Elle permet également aux ministères de dépenser moins que prévu puisque le budget 2015 a été établi sur la base d’une inflation de 0,9%.
L’inflation nulle donne "une espèce de bouffée d’oxygène sur une partie des budgets", a expliqué mercredi M. Sapin aux sénateurs.
"Les ministères vont recevoir 0,9% de crédits en plus, ça ne va pas être évident mais il va falloir leur demander qu’ils les rendent", a décrypté une source proche du ministère des Finances.
"L’objectif n’est pas de donner des bouffées d’oxygène en termes de dépense publique", a relevé le ministre mercredi, affirmant ne pas chercher "à priver d’oxygène" mais "à maintenir la même quantité d’oxygène".
A l’inverse, les recettes fiscales de l’Etat seront mécaniquement moindres, en particulier celles de la TVA, taxe calculée proportionnellement aux prix.
L’inflation nulle va rendre en outre sans effet toutes les mesures de gels de pensions et salaires qui représentaient autant d’économies que l’inflation progressait.
Par exemple les salaires de fonctionnaires, qui ne sont plus alignés sur la hausse des prix à la consommation, ne permettront pas de réduire l’augmentation de la dépense publique autant que prévu.
"Il y a des économies que nous avions programmées et que nous ne pouvons constater" en raison de l’inflation nulle, a dit M. Sapin à propos de ces mesures de gel contenues dans le plan d’économies de 50 milliards d’euros en trois ans annoncé début 2014.
Selon Bercy la perte de ces recettes "s’équilibre avec la baisse de la charge de la dette". Reste à savoir si le rognage des crédits accordés aux différents ministères suffira à compenser la baisse attendue des recette fiscales.
Menace de déflation -
Pour cela, le ministère compte notamment sur les économies que permettra de réaliser la baisse des prix du pétrole, ainsi que sur une croissance économique potentiellement supérieure à la prévision officielle actuelle de 1% cette année.

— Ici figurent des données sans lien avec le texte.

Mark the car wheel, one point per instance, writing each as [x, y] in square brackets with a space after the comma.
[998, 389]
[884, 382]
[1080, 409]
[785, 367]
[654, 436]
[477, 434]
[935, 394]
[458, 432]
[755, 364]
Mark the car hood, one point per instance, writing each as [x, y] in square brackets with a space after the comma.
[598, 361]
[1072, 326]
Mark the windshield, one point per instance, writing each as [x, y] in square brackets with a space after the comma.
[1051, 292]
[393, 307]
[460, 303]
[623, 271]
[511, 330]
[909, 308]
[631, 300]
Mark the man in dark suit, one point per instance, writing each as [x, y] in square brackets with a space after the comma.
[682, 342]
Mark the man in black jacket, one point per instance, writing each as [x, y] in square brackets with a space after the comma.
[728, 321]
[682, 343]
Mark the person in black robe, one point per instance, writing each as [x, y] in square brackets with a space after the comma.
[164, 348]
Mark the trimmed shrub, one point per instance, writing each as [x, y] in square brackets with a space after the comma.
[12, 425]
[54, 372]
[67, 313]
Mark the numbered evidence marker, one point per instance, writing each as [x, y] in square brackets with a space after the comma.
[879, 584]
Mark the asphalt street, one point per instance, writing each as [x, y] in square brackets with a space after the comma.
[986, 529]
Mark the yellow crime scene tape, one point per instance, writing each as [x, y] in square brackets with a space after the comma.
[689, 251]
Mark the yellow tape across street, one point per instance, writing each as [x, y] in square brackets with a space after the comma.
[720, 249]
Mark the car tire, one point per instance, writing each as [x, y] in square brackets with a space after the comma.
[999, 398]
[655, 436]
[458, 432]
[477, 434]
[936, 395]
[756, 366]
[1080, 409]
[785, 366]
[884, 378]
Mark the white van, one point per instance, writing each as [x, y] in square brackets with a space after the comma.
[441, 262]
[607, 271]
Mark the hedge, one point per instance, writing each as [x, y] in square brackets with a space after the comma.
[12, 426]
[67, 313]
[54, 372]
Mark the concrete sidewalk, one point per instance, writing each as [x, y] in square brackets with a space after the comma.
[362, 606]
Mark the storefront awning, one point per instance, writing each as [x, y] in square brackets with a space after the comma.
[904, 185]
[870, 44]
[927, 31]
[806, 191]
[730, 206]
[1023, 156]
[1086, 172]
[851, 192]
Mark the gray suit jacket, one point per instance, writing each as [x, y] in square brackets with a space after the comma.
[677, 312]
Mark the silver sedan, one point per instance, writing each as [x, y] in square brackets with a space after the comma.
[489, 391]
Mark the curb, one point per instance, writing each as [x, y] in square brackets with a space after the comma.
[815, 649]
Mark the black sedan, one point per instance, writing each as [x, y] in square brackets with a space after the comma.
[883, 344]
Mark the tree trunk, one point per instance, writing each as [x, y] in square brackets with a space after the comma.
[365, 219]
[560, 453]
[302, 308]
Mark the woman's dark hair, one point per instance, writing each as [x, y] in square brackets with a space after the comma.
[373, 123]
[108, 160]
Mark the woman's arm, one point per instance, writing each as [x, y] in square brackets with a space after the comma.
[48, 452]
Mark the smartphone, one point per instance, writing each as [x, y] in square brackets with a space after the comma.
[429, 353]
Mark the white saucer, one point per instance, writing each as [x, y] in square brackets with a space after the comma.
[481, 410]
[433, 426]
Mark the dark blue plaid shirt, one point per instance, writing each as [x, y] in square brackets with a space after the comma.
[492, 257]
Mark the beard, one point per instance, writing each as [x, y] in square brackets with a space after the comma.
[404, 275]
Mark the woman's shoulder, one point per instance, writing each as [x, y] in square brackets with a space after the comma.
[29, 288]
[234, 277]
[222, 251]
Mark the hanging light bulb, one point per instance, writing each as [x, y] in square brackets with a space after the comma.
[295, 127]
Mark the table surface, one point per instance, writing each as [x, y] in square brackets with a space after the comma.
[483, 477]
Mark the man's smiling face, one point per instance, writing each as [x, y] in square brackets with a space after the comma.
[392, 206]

La commission européenne insiste pour que la France fasse un effort budgétaire supplémentaire de 4 milliards d’euros en 2015. Paris conteste ce chiffre, fruit de calculs complexes, mais le contentieux demeure après que Paris a obtenu un nouveau délai de deux ans pour ramener son déficit public sous l’équivalent de 3% du produit intérieur brut.
Ces 4 milliards pourraient faire l’objet de "mesures supplémentaires", avait annoncé jeudi M. Sapin, permises par cette révision de la prévision d’inflation.
Autre risque inhérent à une inflation faible voire nulle, celui de la déflation, cette spirale d’anticipation de baisse des prix qui provoque des reports de dépenses et finit par conduire à une baisse des salaires et de la consommation.
Selon les économistes, l’idée d’un consommateur gagnant lorsque les prix n’augmentent plus est fallacieuse car la très faible inflation est le premier signe de ce phénomène très redouté.
A Bercy néanmoins, on écarte la menace de la déflation qui pèse sur la zone euro depuis plusieurs mois.
La politique de la BCE qui va injecter de l’argent frais dans l’économie "va recréer une anticipation de la hausse", estime-t-on, en évoquant également la "flexibilité" récente de la commission qui a accepté que la France ralentisse le rythme de réduction de ses déficits pour ne pas brider la croissance.